Though it might not make waves amongst the rabidly sensible and rabidly virtuous majority, The Assassin is nevertheless iconic. It probes a historical crisis, long in the making. In face of that, the cliché, “We live in exciting times,” takes on a fresh sense.
I’m following this work with the earlier entry from Hou, Three Times (2005). One of the gifts it carries is its far from kickass geisha/protagonist, being a strange and challenging force closely linking to Yinniang.
This splendid essay does both evoke and enrich the experience of watching this marvelous magical film. Your lines of connection with Melville’s Army of Shadows as well as Le Samouraï and Leon Morin are fascinating. Comparisons drawn to Shu Qi’s earlier work with Hou excite my cinephilia and I anticipate your exploration of Three Times. I saw The Assassin two times when it played here recently and feel that I will be able to revisit it again and again the way I might a favored painting or piece of music. The value of works such as this are, for those able access them, immeasurable, being an assistance to understanding the world and more importantly a guide to living in it.
Duane, what a generous and vivacious response to that great film and the effort to open it up a bit more! You are, in my view, on very solid ground in seeing a film like The Assassin as something much more than a brief flutter during its release. Hou Hsiao Hsien won’t speak for himself about being as brilliant an avant-gardist (with much homage to predecessors) as anyone ever was. But it’s important to set in relief exactly how necessary such a film as this is.
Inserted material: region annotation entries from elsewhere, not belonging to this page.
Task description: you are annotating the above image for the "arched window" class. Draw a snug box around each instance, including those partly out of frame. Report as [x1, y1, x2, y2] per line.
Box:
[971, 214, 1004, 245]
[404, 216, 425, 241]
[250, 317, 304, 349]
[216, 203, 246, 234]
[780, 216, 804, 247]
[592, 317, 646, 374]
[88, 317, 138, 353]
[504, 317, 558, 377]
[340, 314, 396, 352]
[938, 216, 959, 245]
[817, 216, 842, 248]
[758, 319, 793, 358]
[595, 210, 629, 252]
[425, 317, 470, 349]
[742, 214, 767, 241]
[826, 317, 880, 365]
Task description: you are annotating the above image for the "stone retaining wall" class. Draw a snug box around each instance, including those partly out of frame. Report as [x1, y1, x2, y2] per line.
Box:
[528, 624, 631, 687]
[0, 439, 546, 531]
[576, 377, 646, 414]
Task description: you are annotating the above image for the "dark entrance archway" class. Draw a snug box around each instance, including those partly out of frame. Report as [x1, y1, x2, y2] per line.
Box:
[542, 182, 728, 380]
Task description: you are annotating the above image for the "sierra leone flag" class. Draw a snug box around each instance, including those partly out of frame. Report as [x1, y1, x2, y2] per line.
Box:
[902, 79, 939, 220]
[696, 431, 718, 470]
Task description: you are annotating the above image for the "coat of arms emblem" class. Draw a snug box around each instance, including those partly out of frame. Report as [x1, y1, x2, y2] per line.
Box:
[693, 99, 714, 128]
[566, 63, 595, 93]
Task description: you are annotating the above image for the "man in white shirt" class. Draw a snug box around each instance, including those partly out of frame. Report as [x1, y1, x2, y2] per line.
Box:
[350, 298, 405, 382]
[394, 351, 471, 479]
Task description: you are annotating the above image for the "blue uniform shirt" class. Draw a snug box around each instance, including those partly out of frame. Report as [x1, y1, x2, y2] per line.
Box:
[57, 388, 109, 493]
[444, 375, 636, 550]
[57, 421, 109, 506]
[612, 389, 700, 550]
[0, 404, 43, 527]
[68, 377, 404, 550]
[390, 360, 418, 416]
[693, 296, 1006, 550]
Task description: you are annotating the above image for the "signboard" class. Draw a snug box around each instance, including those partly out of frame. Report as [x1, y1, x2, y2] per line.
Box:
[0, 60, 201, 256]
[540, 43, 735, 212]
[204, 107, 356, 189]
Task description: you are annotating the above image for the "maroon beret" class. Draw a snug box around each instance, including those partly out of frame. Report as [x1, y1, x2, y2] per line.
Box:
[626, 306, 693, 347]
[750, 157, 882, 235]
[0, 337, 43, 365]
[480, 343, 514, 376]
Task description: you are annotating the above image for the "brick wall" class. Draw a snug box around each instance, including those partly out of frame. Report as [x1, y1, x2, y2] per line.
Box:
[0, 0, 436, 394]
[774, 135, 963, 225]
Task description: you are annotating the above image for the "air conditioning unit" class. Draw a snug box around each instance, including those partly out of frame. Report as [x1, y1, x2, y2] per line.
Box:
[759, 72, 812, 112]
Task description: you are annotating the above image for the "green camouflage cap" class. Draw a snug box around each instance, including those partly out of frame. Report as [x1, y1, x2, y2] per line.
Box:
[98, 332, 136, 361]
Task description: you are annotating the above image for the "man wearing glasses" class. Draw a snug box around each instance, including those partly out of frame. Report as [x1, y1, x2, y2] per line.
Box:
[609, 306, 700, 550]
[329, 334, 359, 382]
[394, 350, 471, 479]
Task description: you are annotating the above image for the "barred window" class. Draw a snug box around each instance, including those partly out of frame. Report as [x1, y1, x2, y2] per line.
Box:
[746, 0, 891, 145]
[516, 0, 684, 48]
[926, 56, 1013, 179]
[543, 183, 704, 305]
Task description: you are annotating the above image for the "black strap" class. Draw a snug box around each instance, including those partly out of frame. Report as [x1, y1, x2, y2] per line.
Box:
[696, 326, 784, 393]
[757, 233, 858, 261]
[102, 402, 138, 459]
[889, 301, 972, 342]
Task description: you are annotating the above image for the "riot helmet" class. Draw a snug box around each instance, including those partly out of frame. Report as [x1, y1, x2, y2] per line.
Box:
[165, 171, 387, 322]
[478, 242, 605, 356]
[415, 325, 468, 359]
A remarkable essay here James. I am always in awe of how you find the time and energy to write essays which dive deep into contemporary works while often finding historical cinematic links that the films refer. I end up learning something new from your essays. This time, I am astonished that I didn’t pick up on Melville. I saw this film entirely from the lens of previous works of Hou Hsiao-Hsien as I kept linking many shots to his previous films. I thought of THREE TIMES (the 1911 segment) or FLOWERS OF SHANGHAI.
I also thought the film was a perfect example of what happens when an auteur gives an artistic treatment on a film like CROUCHING TIGER, HIDDEN DRAGON with the end result that the melodrama is toned down while the artistic and contemplative elements are increased. The end result is a film of pure poetry. Now..I can’t wait to revisit this film a different perspective, thanks to you 🙂
Thanks so much, Sachin!
The more I see of Melville the more amazed I become. It was one thing for him to pick up words to the wise from Cocteau. But Heidegger??!!
Hou Hsiao Hsien–always a niche player; never a household darling–has, it turns out, been (for years now) bringing Yin Yang correspondence into a cross-pollination with that occidental dialectic stemming from German idealism, which in turn stems from the pre-Socratics, especially Heraclitus who famously bemused the eons with his phrase, “War is the father of all.” War of course can be much more than a shooting (or knifing) war. So if Hou dips into Michael Mann’s Manhunter in the final segment of Three Times, his full intent is to make things glow (tough) lovingly in the form of the geisha in part two. That is how–with nods to Kiarostami and Demy–he can produce, with full integrity, a sweet story like Flight of the Red Balloon, coming up as my Christmas offering on Dec. 23.